Burns-Weinrib’s story touches on another important aspect of late-life depression addressed on the website:  the issue of stigma. Dr. Madan says this is particularly important for older adults. “Public awareness campaigns have helped dispel many of the common myths about depression and mental illness and increased the general public’s understanding that these are medical illnesses just like diabetes or heart disease,” he explains. “But this is a recent development and many older adults have grown up with the idea that depression is something you can’t talk about openly because it’s perceived as a personal failing or a weakness.”

Visitors to the website will find a wealth of information on the causes of depression symptoms and latest treatments. The treatments section covers medications, different types of psychotherapy, electroconvulsive therapy, and explanations of how each of these treatments is used and chosen by patients and healthcare professionals.

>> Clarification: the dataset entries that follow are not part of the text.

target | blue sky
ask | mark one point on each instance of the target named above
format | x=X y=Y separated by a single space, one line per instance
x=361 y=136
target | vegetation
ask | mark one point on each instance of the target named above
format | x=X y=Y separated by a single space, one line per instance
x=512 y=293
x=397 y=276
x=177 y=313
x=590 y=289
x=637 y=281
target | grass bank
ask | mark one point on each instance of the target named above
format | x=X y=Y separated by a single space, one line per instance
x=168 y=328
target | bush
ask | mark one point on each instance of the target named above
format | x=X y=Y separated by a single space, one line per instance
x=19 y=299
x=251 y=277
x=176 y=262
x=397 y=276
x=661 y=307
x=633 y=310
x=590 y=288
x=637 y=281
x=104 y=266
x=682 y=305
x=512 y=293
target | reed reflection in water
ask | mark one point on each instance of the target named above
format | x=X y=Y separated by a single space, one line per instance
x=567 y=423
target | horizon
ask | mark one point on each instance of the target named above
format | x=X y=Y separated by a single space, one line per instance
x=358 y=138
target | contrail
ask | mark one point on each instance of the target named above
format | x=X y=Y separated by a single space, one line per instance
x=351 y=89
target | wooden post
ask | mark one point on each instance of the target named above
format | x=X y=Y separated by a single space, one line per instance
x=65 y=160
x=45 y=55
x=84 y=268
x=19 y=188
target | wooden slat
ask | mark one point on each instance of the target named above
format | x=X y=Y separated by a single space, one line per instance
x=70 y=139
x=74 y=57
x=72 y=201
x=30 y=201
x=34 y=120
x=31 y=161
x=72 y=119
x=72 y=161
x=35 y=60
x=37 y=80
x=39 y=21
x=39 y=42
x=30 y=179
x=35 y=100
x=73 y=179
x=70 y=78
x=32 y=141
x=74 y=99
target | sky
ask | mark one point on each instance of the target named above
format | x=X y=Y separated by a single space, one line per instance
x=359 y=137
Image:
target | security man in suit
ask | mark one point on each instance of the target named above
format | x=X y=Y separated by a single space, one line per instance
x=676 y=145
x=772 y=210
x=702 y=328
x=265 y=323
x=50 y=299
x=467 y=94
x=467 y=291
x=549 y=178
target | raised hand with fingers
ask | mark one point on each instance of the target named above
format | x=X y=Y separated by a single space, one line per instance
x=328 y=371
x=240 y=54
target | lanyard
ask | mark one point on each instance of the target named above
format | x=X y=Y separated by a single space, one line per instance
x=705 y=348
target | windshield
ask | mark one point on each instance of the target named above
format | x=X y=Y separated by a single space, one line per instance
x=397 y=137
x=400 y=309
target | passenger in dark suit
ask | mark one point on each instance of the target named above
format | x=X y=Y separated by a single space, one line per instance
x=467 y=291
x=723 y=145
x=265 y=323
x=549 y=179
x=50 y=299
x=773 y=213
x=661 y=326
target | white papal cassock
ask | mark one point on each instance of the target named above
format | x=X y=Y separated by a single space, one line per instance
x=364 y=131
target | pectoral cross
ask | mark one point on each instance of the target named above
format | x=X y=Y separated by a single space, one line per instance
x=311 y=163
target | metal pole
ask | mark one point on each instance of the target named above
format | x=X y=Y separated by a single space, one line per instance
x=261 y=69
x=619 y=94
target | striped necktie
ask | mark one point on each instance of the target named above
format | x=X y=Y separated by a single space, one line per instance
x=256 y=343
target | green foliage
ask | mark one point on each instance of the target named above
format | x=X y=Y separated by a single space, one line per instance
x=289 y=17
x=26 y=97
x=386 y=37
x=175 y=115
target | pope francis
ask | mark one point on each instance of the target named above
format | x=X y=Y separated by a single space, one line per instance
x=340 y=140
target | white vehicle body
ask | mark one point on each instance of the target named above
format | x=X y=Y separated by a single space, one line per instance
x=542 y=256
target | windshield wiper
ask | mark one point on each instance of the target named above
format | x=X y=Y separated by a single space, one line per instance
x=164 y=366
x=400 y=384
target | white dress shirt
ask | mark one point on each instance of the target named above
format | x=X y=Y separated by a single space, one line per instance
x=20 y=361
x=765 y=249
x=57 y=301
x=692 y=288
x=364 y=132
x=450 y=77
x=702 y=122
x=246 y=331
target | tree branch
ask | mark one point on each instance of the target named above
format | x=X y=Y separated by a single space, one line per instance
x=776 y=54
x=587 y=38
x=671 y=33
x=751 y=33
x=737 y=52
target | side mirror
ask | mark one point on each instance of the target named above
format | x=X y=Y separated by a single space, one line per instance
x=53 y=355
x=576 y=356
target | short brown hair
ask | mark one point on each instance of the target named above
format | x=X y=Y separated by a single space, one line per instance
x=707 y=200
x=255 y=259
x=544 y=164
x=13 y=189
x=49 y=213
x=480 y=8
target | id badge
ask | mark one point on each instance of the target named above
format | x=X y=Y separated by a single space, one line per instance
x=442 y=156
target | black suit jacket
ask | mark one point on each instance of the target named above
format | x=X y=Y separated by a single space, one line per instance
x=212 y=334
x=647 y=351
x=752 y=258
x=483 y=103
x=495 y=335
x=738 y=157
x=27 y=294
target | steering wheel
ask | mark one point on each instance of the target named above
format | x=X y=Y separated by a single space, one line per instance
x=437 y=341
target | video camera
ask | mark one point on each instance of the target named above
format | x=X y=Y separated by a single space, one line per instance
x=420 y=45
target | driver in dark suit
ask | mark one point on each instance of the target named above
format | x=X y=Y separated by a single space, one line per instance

Visitors can watch videos where experts in geriatric mental health deliver information in a style that is warm, personable and consumer friendly. “Using this multi-media approach, we’re introducing viewers to physicians and psychologists like the ones they would meet when they seek help,” says Dr. Madan. “We’re demystifying the process and giving the viewer an idea of what they can expect.”

The site also tackles what is perhaps the most challenging subject — suicide and self-harm, an important issue in geriatric mental health. In Canada, adults 65 and older have the highest suicide rate of any age group.

“It was important for us to cover this topic,” says Dr. Madan. “We wanted to explain to people that thoughts of suicide and death are common symptoms of depression and that if they are experiencing these symptoms they need to talk to someone and get help from a health care professional as soon as they can.”

Dr. Madan says the site will be a useful tool for physicians to use in their practice and make their patients aware of this important supplemental resource. “We know that many people are looking for medical information online now. It’s my hope that individuals with late-life depression and their family members  can find this site and understand that there’s no need to suffer,” he adds. “With the help of health care professionals, seniors who are experiencing depression can find effective treatment that works for them to achieve remission of their symptoms.”

Dr. Madan hopes to expand the site in future to include information modules on anxiety as well as bi-polar disorder, dementia, and other topics.